I’m torn between love and hate, so confused,
For the child I might bear, my heart is bruised.
Can I love a child, from a man I despise,
Or will my political beliefs, make my love a disguise?
I’m lost in my thoughts, in this cell so dark,
With the constant violation, leaving its mark.
I’m a woman of strength, once full of fight,
But now I’m just a shadow, lost in the night.
Trapped in this cell of misery and pain,
A body and heart that once felt no shame,
But now I lay here, feeling so low,
As the junta guard’s touch left a wound that won’t go.
I fought for a cause, for equality,
For a world free of oppression and cruelty,
But now I am nothing, just a broken soul,
Betrayed by my body that surrendered control.
I thought I was strong, I thought I was brave,
A leader in the fight to break the shackles and enslavement,
But now I am just a shell, a husk of what was,
A victim of violence, a prisoner of their laws.
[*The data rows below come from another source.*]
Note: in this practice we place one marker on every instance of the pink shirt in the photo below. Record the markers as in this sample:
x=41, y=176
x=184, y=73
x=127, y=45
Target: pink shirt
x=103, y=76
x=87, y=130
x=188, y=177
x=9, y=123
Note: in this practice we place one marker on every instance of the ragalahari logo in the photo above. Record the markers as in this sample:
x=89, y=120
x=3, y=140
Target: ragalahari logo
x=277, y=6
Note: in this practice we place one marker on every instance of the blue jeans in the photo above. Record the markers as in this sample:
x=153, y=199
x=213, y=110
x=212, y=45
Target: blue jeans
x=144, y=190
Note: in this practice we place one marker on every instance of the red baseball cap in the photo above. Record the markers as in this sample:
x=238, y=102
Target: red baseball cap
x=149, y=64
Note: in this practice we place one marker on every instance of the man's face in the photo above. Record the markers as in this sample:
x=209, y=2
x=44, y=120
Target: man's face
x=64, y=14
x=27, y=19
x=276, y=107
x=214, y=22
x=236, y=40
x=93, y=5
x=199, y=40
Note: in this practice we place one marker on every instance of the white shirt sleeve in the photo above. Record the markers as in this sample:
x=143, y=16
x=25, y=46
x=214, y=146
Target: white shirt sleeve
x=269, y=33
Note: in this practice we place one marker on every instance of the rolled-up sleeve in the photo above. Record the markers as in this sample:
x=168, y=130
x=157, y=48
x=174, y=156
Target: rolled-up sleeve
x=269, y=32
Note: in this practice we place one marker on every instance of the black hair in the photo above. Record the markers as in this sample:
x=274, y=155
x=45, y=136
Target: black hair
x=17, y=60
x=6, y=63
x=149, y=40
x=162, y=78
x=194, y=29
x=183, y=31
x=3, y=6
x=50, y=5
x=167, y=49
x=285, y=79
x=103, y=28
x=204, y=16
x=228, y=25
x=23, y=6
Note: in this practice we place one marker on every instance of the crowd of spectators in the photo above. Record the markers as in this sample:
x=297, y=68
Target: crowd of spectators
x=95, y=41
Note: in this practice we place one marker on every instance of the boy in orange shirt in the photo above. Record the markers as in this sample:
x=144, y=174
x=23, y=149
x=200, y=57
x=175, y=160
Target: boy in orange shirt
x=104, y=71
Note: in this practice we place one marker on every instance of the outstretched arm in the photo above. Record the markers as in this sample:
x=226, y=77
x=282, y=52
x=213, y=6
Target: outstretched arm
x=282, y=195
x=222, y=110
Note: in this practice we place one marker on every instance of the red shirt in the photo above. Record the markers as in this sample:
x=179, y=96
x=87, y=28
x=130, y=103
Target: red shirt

My heart aches with sorrow, my mind filled with doubt,
For I have been violated, I have been found out,
Betrayed by my own body, my own flesh and blood,
How can I love this child, born from such a cruel flood?
But still, I hold on, I cling to my dreams,
For a world that’s fair, for a world that’s free,
For I will not let them take away what I believe,
For I am a marxist woman, and I will not leave.